Going forward, the construction sector will also likely recover from a 7.6 per cent decline in 2017 to a 1 per cent growth in 2018, riding on the success of a seemingly strong housing market recovery and with more collective sales process planned in the pipeline.
With this boost to the real estate scene, all private home loans will also be inevitably lifting the finance and insurance sector hand in hand. You could also witness the psychological phenomenon when these huge group of home winners with more ready cash on hand, possibly triggering a much greater consumer spending in 2018.
It is of course not without any substantial reasoning that it could possibly trickle down to different sectors as a slew of positive data presents the first ever uptick seen in 2017 after fifteen consecutive quarters of shrinking. Especially the most unexpected collective sales fever direction this year with 28 successful deals (up to date) awarded, compared to the pale of 3 such deals last year.

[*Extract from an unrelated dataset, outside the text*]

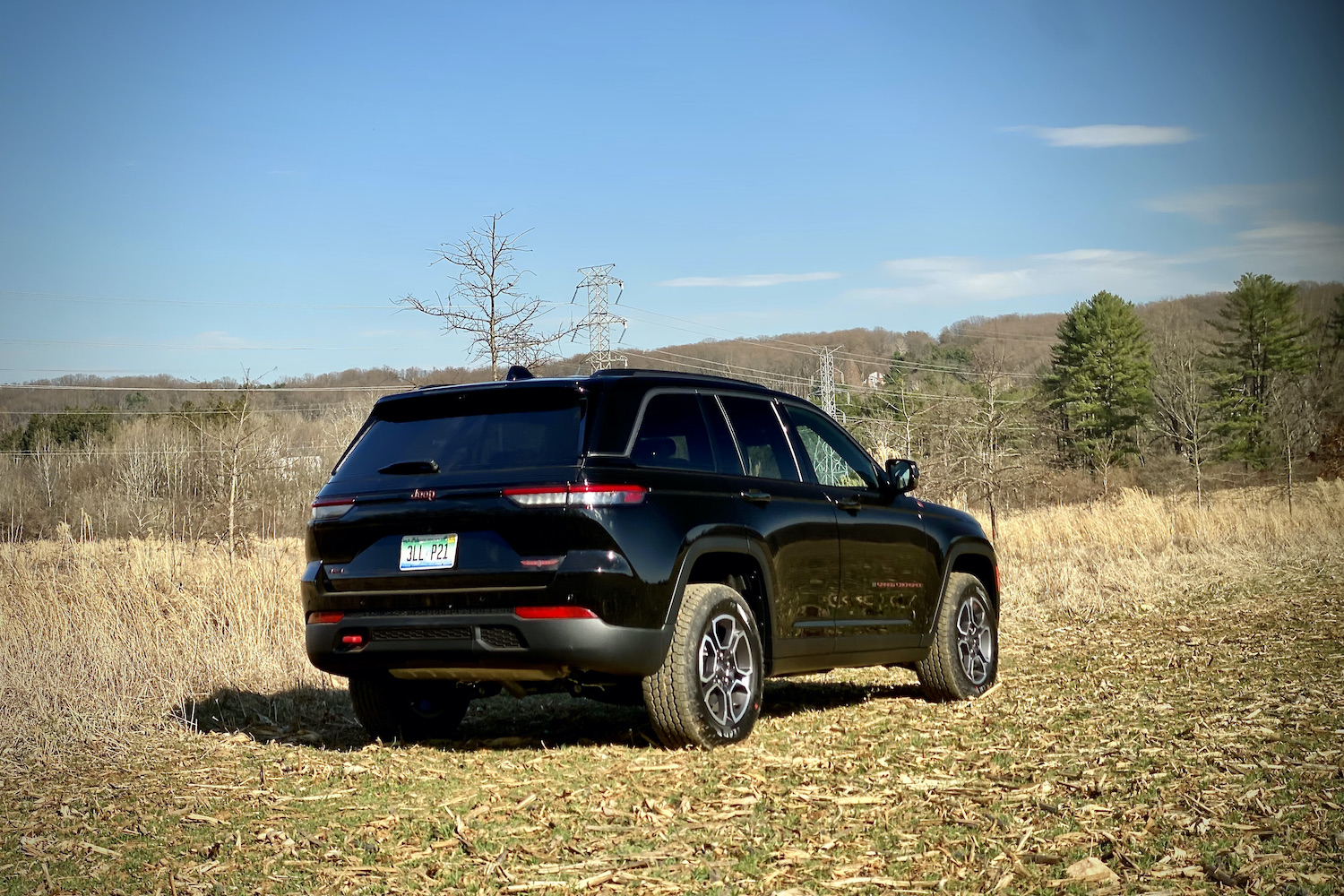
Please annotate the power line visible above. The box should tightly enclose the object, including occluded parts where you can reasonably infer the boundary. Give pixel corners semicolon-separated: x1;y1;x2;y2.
0;383;416;395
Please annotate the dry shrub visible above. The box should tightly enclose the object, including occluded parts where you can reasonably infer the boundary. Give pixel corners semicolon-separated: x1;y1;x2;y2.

Nonetheless, it may not come as good news if local housing market gets too buoyant and lively, said Credit Suisse economist Michael Wan.
Should the price rise too quickly and in unsustainable manner, the city state will most certainly step in to put a halt with the fear of rising inflation and wage pressures. Most of the economists and analyst surveyed believe and expect growth to trickle in at a stable and moderated pace of 3 per cent on full year augmentation.
So what is your take on this? Are your expectations in line with the projected figures? Do you think the recovery of property market will prop up the GDP even on the minimal?